Unfortunately, I can't make it work. At first I tried to spawn/fork a subprocess, but turned out I can share only JSON-encoded data between parent and a forked process. Bummer.

So, I decided to open a hidden browser window and repack them there.

Essentially, I do this in my render process:

// Start packing ... Say, urls.length > 1000, so it's quite a lot!
const textureArray = urls.map((url, i) => {
  // get the texture (from cache, sync operation) + scale it
  const texture = PIXI.Texture.fromImage(url, undefined, undefined, 0.3);
  return texture;
});

// log data in the "hidden" window (I made it visible to access the logs, but it doesn't matter)
console.log("Done!")
console.log(textureArray)

// send to main process
ipcRenderer.send('textures', textureArray)

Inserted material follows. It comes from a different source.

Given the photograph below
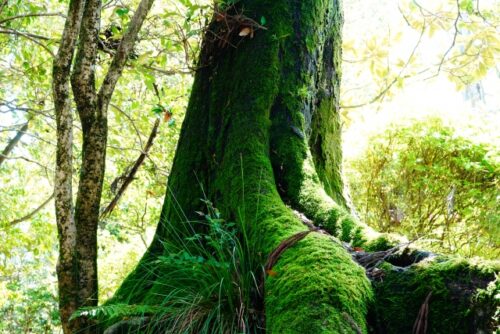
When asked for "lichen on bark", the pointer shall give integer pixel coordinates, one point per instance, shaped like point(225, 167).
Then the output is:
point(261, 138)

Main process plays ping-pong:

  ipcMain.on('textures', (event, data) => {
    console.log("Got textures in the main")
    // sending data to another window
    mainWindow.webContents.send("textures", data)
  })

And just log the data upon receiving in the second renderer window (with main UI, which I'm trying to not block).

Now when I compare what I sent and what I receive I notice subtle changes: HTML elements are missing in the data I receive.

I understand why happens: the data I try to send contains the link to the DOM element, not the DOM element itself and it seems like IPC protocol doesn't know how to serialize it. (Just in case it matters: the data I tyr to send is not present in the DOM tree, but created with new Image() internally).

My question is, what is the way to exchange such data between electron windows, or, maybe, there's another way to solve my problem? I will appreciate any help!